It was a lesson in democracy in action: the people spoke, and the government acted.
Springville residents got fed up with traffic barreling down Main Street, making it something of an act of courage to cross the street anywhere but at one of the village's two traffic lights.
The trouble was, most of the downtown business district lies between those two lights, meaning most people end up trying to cross somewhere in the middle.
So residents collected signatures on a petition early this spring and asked the Village Board to do something about the situation. The board agreed that something had to be done. In April, the board decided to ask the state Department of Transportation to install a crosswalk.
The DOT obliged and, earlier this summer, painted a white-striped crosswalk across Main Street (Route 39) at the intersection of Mechanic Street, in the middle of the business district. A yellow diamond-shaped sign on each side of the road alerts drivers to the crosswalk, with the black outline of a person crossing the street.
"We did something the village requested, and we thought it would be beneficial," said Ken Kosnikowski, a traffic operations engineer with the DOT. The Village Board thought it would be beneficial, too.
It seemed as simple as this: a problem arose, the people voiced concerns, and the government provided the solution the people asked for.
Except that the solution apparently hasn't solved the problem.
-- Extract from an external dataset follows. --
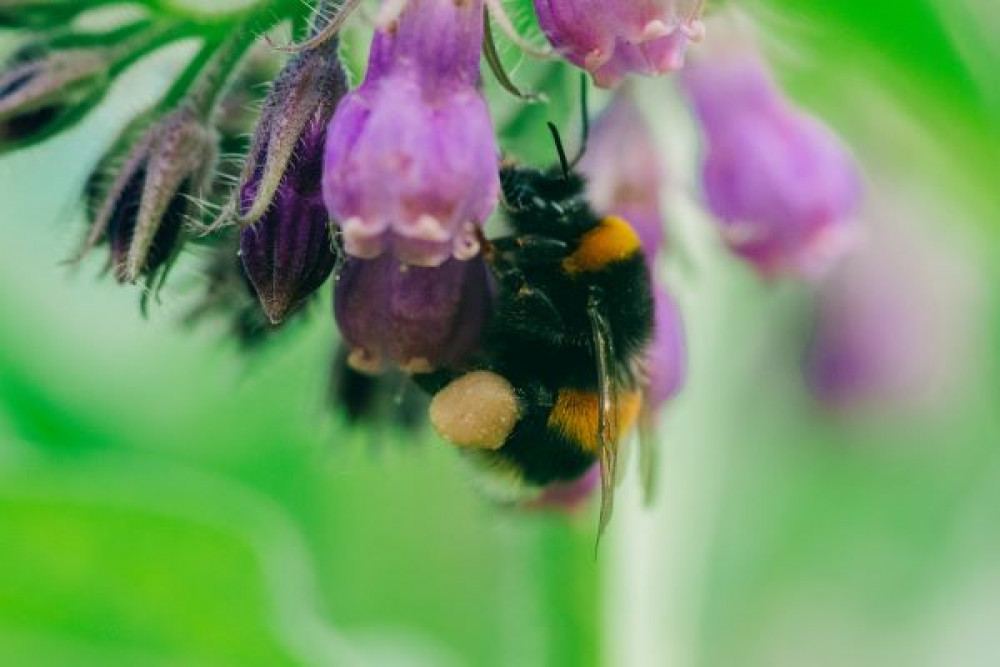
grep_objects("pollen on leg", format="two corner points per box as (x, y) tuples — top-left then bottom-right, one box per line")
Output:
(430, 371), (519, 450)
Crosswalk or no crosswalk, it's still commonplace for pedestrians to have to wait five minutes to cross Main Street.
"I'm just worried people feel like if they walk into that crosswalk, they feel safe. They're not," said Trustee Ferris Abdo. "People will run them over."
Since the crosswalk went in, village officials have received several complaints. Traffic still buzzes along at 40 mph or faster in the 30 mph zone. Very often during the day, trucks double-parked on the side of the road block motorists' view of the yellow signs.
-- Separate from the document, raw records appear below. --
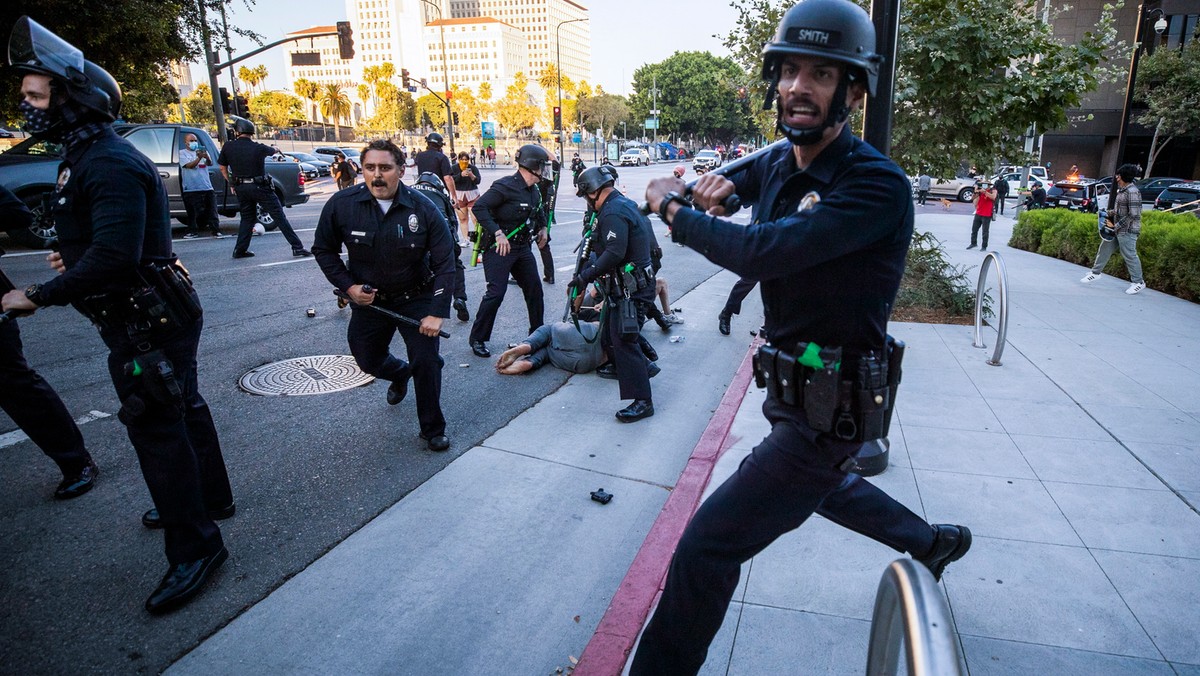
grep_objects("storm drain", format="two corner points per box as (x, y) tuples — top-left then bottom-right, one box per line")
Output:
(238, 354), (374, 396)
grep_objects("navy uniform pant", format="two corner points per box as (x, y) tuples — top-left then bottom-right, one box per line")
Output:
(630, 397), (934, 676)
(101, 319), (233, 566)
(233, 181), (304, 252)
(470, 243), (545, 342)
(0, 321), (91, 475)
(346, 294), (446, 439)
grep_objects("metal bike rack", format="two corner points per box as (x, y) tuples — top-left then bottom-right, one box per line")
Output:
(971, 251), (1008, 366)
(866, 558), (964, 676)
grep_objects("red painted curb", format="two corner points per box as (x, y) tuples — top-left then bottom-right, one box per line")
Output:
(571, 341), (758, 676)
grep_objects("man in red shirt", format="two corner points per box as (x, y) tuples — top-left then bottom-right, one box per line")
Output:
(967, 183), (996, 251)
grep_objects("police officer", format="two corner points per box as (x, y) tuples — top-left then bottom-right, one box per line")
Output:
(470, 144), (551, 358)
(0, 186), (100, 499)
(413, 174), (470, 322)
(312, 140), (455, 450)
(2, 17), (234, 614)
(630, 0), (971, 676)
(217, 116), (312, 258)
(569, 167), (654, 423)
(413, 132), (458, 204)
And even when drivers can see the signs, it seems most don't know about the state law that tells drivers they're supposed to yield the right of way when a pedestrian steps into the crosswalk on their side of the street.
Karl Lux, superintendent of public works, has sent a letter to the DOT outlining the problems that continue on Main Street, from the speeding cars to the lack of driverregard for the crosswalk. Some of those things the DOT can help the village address; some, it can't, Kosnikowski said.
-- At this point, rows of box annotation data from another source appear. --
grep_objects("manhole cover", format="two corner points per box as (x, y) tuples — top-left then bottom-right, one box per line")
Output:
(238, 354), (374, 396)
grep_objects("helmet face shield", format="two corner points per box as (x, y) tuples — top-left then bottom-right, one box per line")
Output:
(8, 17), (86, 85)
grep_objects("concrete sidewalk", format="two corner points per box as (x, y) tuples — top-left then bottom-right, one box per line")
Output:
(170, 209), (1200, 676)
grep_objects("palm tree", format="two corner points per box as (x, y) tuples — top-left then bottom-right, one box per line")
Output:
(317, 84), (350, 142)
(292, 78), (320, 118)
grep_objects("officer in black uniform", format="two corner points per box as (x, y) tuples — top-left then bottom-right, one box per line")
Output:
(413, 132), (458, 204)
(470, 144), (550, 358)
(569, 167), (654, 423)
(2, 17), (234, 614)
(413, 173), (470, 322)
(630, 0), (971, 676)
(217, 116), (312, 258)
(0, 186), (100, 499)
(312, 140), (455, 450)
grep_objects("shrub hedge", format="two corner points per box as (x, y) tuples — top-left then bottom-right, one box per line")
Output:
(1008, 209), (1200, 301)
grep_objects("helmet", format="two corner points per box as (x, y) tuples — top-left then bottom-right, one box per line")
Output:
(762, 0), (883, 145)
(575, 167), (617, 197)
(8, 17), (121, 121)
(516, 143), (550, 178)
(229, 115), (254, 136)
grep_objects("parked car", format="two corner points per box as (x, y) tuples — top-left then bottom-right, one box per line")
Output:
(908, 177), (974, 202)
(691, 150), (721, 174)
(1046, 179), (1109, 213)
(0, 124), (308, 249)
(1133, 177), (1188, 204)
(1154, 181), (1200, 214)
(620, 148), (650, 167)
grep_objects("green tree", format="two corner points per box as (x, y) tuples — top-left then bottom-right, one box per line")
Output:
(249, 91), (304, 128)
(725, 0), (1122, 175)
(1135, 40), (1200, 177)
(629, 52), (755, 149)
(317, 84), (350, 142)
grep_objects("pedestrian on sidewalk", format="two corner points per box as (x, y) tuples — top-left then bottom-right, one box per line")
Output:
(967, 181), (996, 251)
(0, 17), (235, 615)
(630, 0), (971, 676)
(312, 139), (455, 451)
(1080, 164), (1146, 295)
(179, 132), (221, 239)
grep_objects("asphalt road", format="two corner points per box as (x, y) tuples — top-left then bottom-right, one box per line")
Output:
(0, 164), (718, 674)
The crosswalk was not an immediate cure, both village and state officials agree.
Both also agree it will take a joint effort to put together an effective solution, probably a multifaceted one. One possibility involves educating local drivers and pedestrians about what a crosswalk means. Another might be installing a caution cone in the middle of the road, alerting drivers to the crosswalk, similar to the one in the Village of Hamburg.